Finding works from this era could be challenging — and exciting, Phillips-Pendleton said. At first, in the pandemic, borrowing from other museums proved difficult, so she and Plunkett went questing.


“Because we were doing this in Covid, in lockdown, we couldn’t get many of the pieces we wanted,” she recalled. “Many museums wouldn’t lend to us, because they were understaffed and had decided, ‘We’re closing down our lending right now.’”


But she found people who shared her interest and her love for these artists.
“We met so many people who had work,” she said. “The showcase that’s in the historical gallery, most of that came from Leonard Davis. He has had that work in his apartment in Manhattan, and most of it’s never been outside the walls of his apartment. It was like mining for gold. … People had Charles White pieces just hanging on their walls. … ‘Oh, you want to show this? I have a piece of that. I have a Gary Kelly.’


“I’m glad a lot of these pieces are seeing the light of day, because they should.”
Plunkett found a book dealer in New Jersey with material on his shelves.
“She was on her way out the door, and the bookseller says, ‘Oh, I have this’ — and it’s E. Simms Campbell’s map of Harlem,” his exuberant inside view of nightclubs from 1933.

Redrawing the future
Phillips-Pendleton said she hopes to represent many different aspects of illustration in this show — all kinds of expression, from comics to serious pieces to children’s books, music and history.
“Illustration is so vast,” she said, “and it’s everywhere. People don’t realize that. You see it everywhere — it embeds itself in the culture.”

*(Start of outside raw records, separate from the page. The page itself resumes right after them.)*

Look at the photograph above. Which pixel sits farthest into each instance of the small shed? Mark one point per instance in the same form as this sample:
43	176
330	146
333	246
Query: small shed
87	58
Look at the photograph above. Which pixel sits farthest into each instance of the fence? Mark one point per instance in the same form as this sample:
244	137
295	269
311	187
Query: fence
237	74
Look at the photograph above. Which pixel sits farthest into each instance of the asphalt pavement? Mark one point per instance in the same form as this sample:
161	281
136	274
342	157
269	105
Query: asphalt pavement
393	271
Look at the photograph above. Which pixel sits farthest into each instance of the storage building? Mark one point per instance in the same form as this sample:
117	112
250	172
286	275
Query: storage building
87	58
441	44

And so, from journeying through the past, however hard and bloody, she brings the show into the present with people living and touching, dancing, laughing, thinking quietly and with joy. Here are Loveis Wise’s loving images of women caring for plants and braiding each other’s hair, and children inventing games, reading, beating rhythms on the stairs — and exploring new planets.
That expression of playfulness, she said, is important, “because there is a lightness when you’re creating books and images for children, and everybody has a way of communicating and should be able to be expressed and seen.


“We have connections with the past and how important that is presently and for the future, and I don’t think they’re separate things — they’re extensions.”


Rudy Gutierrez’ “John Coltrane” is pulsing in colors of paint, reds and golds and filaments of green, and the music Gutierrez has curated for this show spins around the room.
Simone is singing:
There’s a world waiting for you.
Yours is the quest that’s just begun.